Would you confront your husband/wife's Emotional Affair lover?

Anonymous
Anonymous wrote:
Anonymous wrote:
Anonymous wrote:
Anonymous wrote:
Anonymous wrote:
Anonymous wrote:
Anonymous wrote:OW here. Why I didn't think he was insincere? I was friends with him for 12 years. It was a really vulnerable and scary time in my life and I had real feelings for him that stemmed from a long friendship. I just didn't want to think he'd do that w/o real feelings too. That's also why I never let it go to a physical affair. For some reason on my mind that meant we were not crossing the ultimate line.

As for the guilt factor, it would probably make me feel worse not better bc I'd actually have to see/hear her hurt.


What happened with you guys? Did you break it off? Is he still with his wife? Did he want it to get physical?


We broke it off pretty much immediately, which was painful. We've not really spoken since, except maybe 2-3 emails checking in to see how we're doing with our respective spouses. That was about 6 months ago. They are still together. And I am still with my DH. We both wanted to get physical, but didn't because we refused to take it that far, but we talked about it.


Sorry to keep hounding you but since I'm a DW who chose not to confront the OW your perspective is appreciated!

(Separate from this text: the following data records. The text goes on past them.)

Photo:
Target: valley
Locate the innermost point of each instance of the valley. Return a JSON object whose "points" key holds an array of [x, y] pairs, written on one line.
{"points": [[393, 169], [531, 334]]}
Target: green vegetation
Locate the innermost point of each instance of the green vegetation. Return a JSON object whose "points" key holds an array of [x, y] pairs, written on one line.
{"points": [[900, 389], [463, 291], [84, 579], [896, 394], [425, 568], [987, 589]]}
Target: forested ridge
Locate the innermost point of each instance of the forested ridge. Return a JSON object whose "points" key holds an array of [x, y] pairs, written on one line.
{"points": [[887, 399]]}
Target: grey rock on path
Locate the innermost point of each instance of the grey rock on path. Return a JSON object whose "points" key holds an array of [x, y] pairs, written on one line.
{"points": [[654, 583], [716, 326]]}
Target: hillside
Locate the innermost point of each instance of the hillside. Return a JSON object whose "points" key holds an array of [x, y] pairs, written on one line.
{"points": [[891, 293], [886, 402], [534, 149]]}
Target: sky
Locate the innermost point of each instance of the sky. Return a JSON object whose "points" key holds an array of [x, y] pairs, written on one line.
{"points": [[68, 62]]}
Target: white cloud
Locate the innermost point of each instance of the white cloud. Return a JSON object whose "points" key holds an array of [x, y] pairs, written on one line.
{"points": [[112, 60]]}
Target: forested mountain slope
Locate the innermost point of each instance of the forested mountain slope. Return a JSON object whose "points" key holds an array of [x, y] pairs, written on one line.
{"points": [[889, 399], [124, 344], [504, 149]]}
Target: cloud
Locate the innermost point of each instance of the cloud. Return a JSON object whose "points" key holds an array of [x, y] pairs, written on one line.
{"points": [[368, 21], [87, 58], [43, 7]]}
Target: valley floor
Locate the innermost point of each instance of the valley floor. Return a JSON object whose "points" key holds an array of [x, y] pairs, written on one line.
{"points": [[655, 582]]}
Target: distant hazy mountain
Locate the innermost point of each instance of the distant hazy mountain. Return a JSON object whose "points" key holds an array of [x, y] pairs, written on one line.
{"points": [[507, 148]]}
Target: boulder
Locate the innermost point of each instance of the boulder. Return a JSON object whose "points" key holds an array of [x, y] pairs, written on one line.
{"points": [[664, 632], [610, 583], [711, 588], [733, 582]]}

What do you mean broke it off immediately - did one of your spouses find out ("D Day" in infidelity speak)? Do both spouses know, or just his? I have read that an EA for a woman is much more dangerous - once the wife decides she is out of the marriage and has an emotional connection with someone, she is really done with her husband, whereas men are more apt to get out of the "fog." Do you still love your DH?


Yes, our spouses found out. It was dramatic, and we never really talked since (except the check-ins).

I always loved my DH...I've been with him for so many years, but we never talked or hung out together. We were sort of living on different planets. We're working on it now. But, yes, its harder to want to change now than before. I wanted us to be closer for so many years, and now that he's going to counseling with me etc., its harder to be excited for it, but I still want it.


How did your spouses find out? Your DH must have been deeply hurt. Do you think there is a strong chance that your marriage will succeed?


They saw some emails. DH was upset, but not devasted like the other DW. I don't think men really think its cheating when its not physical. It woke him up though. I had been asking to go to counseling/work on our marriage for years. He finally started listening.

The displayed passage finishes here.